I was working as the county extension agent at the time and was spread pretty thin.

One neighbor, without being asked, finished baling and stacking 160 acres of hay. Another neighbor offered to let us graze 100 pairs on some irrigated pasture for a couple of weeks, at no charge, so we wouldn’t have to mess with running them on some poor BLM ground before we went to the mountain that summer.

Others brought meals and prayed in church and tended kids and offered rides.

As I have been when I’ve seen the ranching community come together in times of crisis, tragedy and celebration, I was overwhelmed by the generosity and love of people who still had their own lives to live and their own problems to deal with.

It’s an awe-inspiring thing to watch and experience charity personified. It works every time. In other words, “charity never faileth.”

I’m not sure if God really cares about whether or not the Jazz go 3-79 this season, or if Clemson or Notre Dame makes it to the College Football Playoff, or who wins the bareback average at the NFR. I am sure, however, that He knows how each one of us feels about it.

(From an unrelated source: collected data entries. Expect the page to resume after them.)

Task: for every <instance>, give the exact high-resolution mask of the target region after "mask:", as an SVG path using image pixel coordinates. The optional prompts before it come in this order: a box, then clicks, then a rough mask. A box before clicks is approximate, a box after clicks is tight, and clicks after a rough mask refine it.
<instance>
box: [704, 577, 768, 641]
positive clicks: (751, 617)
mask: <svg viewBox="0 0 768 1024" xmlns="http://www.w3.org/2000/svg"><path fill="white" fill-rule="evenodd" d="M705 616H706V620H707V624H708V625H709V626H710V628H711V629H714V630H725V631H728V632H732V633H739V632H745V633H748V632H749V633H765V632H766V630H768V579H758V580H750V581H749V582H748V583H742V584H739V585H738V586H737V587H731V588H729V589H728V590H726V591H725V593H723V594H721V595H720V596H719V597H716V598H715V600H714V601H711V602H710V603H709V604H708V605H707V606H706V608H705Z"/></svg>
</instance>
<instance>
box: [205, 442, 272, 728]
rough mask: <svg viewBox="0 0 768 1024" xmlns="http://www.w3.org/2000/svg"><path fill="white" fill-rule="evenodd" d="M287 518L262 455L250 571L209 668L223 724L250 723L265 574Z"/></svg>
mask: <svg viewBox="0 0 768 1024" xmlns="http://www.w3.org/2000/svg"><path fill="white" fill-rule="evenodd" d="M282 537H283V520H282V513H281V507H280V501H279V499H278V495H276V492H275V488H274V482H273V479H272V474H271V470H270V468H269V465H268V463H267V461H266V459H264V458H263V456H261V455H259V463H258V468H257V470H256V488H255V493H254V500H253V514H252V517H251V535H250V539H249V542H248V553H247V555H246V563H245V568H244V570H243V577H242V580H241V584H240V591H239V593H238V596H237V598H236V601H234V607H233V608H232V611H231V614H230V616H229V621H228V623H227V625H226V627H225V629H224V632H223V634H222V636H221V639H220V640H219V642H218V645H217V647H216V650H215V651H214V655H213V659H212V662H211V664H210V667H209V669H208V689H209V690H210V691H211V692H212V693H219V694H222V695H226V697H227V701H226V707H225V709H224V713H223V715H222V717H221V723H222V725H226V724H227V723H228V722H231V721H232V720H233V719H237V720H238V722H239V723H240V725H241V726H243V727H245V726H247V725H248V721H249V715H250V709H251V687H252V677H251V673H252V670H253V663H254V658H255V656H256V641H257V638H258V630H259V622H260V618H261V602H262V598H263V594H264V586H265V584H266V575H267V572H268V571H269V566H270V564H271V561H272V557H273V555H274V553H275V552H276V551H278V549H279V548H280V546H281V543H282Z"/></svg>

I think He cares about how we care for each other, how we revel in each other’s triumphs, suffer in each other’s sorrows and bear each other’s burdens. I think that’s why he allowed the most transcendent event in history to occur more than 2,000 years ago. It wasn’t so we would marvel at the event.

I think it was not so much for me to find my way, but more for me to help others find their way, and in so doing, finding the way myself. That’s what I’m going try to remember this Christmas season.